What’s one snack or other food you regularly craved as a kid? For me it was Buitoni Instant Pizza. (Sorry, this was the only image I could find — on a Facebook fan site, no less.) Well, any pizza. And any given bag of Doritos (before they ruined them with all those ridiculous “flavors”).
You’ve got your own your own comfort food that you enjoy. Maybe too much, even. Or maybe it was something you ate so constantly that you finally got sick of it.
Regardless, let’s apply this idea to what’s often a much bigger craving—our finances and possessions. For example, think about a significant purchase you made on an impulse or because you felt pressured to—and then wished you hadn’t. What took place between the time you bought it and when you regretted buying it?
Now, think of a time you didn’t have the money for what you wanted but were able to get by without it. What did God teach you during that time?
One more question: How easy or difficult is it for you to talk openly about money or your possessions? Why do you think that is?
I’m going to ask you to take your Bible reading offline today (or rather, just open a new tab and look). These passages come from a variety of angles, so as you read, also think about how these passages relate to one another. Here we go:
• Psalm 24:1
• Psalm 37:16-19, 25-26
• Proverbs 30:7-9
• Ecclesiastes 5:10-20
• Matthew 6:19-34
• Philippians 4:6-14
• 1 Timothy 6:5-10, 17-19
• James 4:13-17
What phrases or ideas jumped out to you? Taken together, what do these passages tell you about the things God gives us?
Here’s another question: Practically speaking, in what ways do you find yourself relying on money or “stuff” instead of on God? Be specific. How is your relationship with God affected by it?
Ronald Walborn and Frank Chan, in their booklet Stewardship and the Kingdom of God, hit the nail on the head when they said this about our attitudes toward our finances: “The crisis we face is not primarily a struggle of stewardship. It is a crisis of discipleship. Certainly, stewardship flows out of this broader category of discipleship, but the central issue is the totality of what it means to be a follower of Jesus in the twenty-first century.” John Calvin said it even more simply: “Stewardship is everything we do after we say, ‘I believe.’ ”
So let’s think about how consider being happier with what God has already given us. In his book Celebration of Discipline, Richard Foster provides a bunch of ideas on how to adopt an attitude of simplicity.

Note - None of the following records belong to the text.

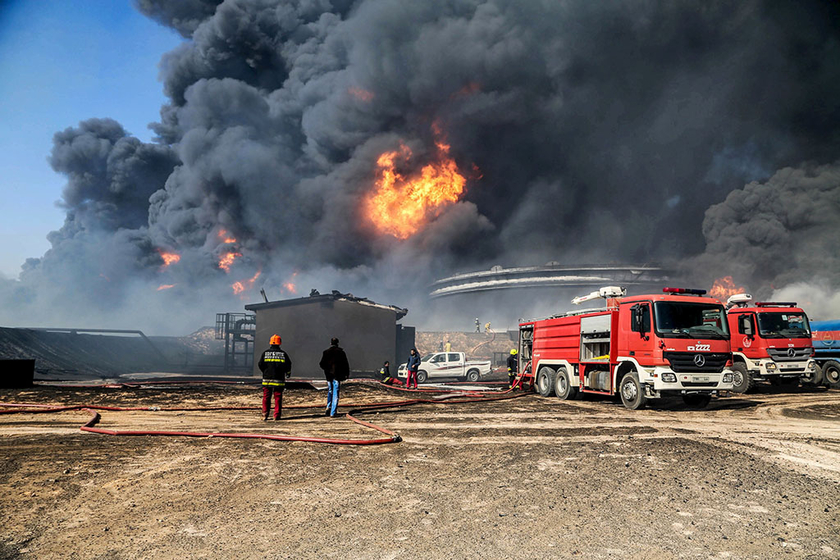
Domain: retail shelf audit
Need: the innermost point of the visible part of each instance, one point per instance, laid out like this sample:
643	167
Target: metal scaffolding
237	330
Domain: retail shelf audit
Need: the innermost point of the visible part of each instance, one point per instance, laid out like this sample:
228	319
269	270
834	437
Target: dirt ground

And it’s not just about the money. Here’s a paraphrased version of it; check it out:
1. Buy things for their usefulness rather than their status.
2. Reject anything that’s producing an addiction in you.
3. Develop a habit of giving things away (especially if they fall into categories 1 and 2).
4. Refuse to be propagandized by “the latest conveniences.”
5. Learn to enjoy things without owning them.
6. Develop a deeper appreciation for creation.
7. View “buy now, pay later” schemes with healthy skepticism.
8. Obey Jesus’ instructions about plain, honest speech.
9. Reject anything that contributes to the oppression of others.
10. Shun anything that distracts you from seeking first the kingdom of God.*
Which of these principles are speaking to you the loudest right now? What would you add to this list? How might practicing these things help you to better enjoy what God has given you? What would it look like for you to put these principles into practice? And what (or who) could help you to start making that a reality?
If you’ve got your wallets or purse available, I’d like you to reach in and take a dollar or other bill out of it. Now, think about the dollar bill you’re holding. It’s really just a piece of paper, isn’t it? And yet this world—and we, too, quite often—attaches so much value to it and the things it can purchase, that it overshadows everything else in our lives. Think about how our possessions affect the way others see us. Now think about how we let our possessions affect the way we see ourselves. Now think about how we let possessions affect the way we see God.
Ask God to help break you of your dependence on material things. Think again about how you’ve become dependent on stuff and how the dollar bill you hold represents that. Ask God’s forgiveness for how we’ve let the things He’s given us—or the things we want—come between us and Him. Ask Him to help you make the changes you need to make, to receive every good thing He wants us to have.
Also remember that change doesn’t usually happen overnight and that we may still have to pay for some of the decisions we’ve made in the past. But also remember that as we’re faithful, God is even more faithful to us. Ask God to remind you daily that He’ll carry us past those mistakes and closer to Him and all the truly good things He has in store for us.